Forty seven and 64% of all validated ONT reads in the Akata-BCR and Mutu-Zta models were found to encode at least one splicing event. Despite these high numbers, while 50% and 36% of short reads mapped to the EBV genome in the Akata-BCR and Mutu-Zta models, we only observed that 2% and 1% of splice junction reads that mapped to the EBV genome. While the substantial isoform diversity that we observe is of likely importance to reactivation, many of these may represent rare splicing events of highly expressed long transcripts that are too long to be easily detected by ONT sequencing. To ensure that new spliced isoforms are of likely high significance, warranting inclusion in our “core” annotation, we only include spliced isoforms that are either previously identified and/or have more than 1000 splice junction reads per short read sequencing replicate of the Mutu-Zta model. Using this criterion, we identified two new splice variants for inclusion in our “core” annotation (Supplemental Fig. 4 and Fig. 6). One is a second splice variant of BLLF1 (gp350) which encodes the first 121 amino acids of BLLF1 and a carboxy-terminal 5 new amino acids arising from a frame shift at the splice junction (Fig. 6A).
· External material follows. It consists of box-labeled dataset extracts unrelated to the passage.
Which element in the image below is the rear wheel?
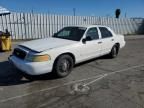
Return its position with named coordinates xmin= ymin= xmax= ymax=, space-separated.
xmin=109 ymin=45 xmax=119 ymax=58
xmin=53 ymin=55 xmax=74 ymax=78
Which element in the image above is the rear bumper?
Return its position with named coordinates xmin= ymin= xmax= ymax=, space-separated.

This results in a BLLF1 protein isoform encoding the first of three anti-parallel beta-barrels that in the full-length protein, forms an anchor bridging the other two (Fig. 6) 59. Although this splice variant encodes this well-defined structural motif, full length BLLF1 binding to the CR2 receptor on B-cells occurs through the third beta-barrel. What possible function the protein product of this splice variant has is therefore unclear.
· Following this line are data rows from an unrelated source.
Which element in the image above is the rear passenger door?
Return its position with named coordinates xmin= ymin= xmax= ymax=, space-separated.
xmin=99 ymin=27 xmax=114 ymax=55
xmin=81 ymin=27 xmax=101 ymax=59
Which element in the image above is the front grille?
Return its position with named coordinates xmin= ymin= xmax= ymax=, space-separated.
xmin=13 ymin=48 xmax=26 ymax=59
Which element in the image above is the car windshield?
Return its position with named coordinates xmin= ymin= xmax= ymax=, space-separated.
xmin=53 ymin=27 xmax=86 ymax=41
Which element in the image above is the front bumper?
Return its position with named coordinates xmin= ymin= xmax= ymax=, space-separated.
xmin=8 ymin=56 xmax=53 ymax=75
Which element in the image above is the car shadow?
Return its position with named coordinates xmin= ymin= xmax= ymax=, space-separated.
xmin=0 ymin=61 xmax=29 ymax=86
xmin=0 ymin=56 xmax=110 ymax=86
The other high abundance splicing isoform results in the generation of an early fusion protein containing the first 489 amino acids of BXLF1 (viral thymidine kinase gene) and the last 459 amino acids of the leaky late BXLF2 gH glycoprotein (Fig. 6B). Because translation initiation occurs from the natural BXLF1 start codon, it is almost certain that this fusion protein is produced. While the function of BXLF1 is unclear, expression of BXLF1 in EBV negative cells results in localization to a few distinctive large perinuclear dots 60, 61. Although BXLF2 encodes gp85, which is a key virion factor for EBV infection, expression of BXLF2 in EBV negative cells results in a cytoplasmic localization as well as “discrete patches” at the nuclear rim 62. Through AlphaFold3 63 structure predictions, the structure of BXLF2 appears largely intact in the fusion context, as is a bundle of central BXLF1 alpha-helices (Fig. 6B). It is possible that the covalent linkage of these regions of BXLF1 and BXLF2 play some role in linking the functional impacts of both proteins at the perinuclear and nuclear rim to support some as yet to be determined viral function.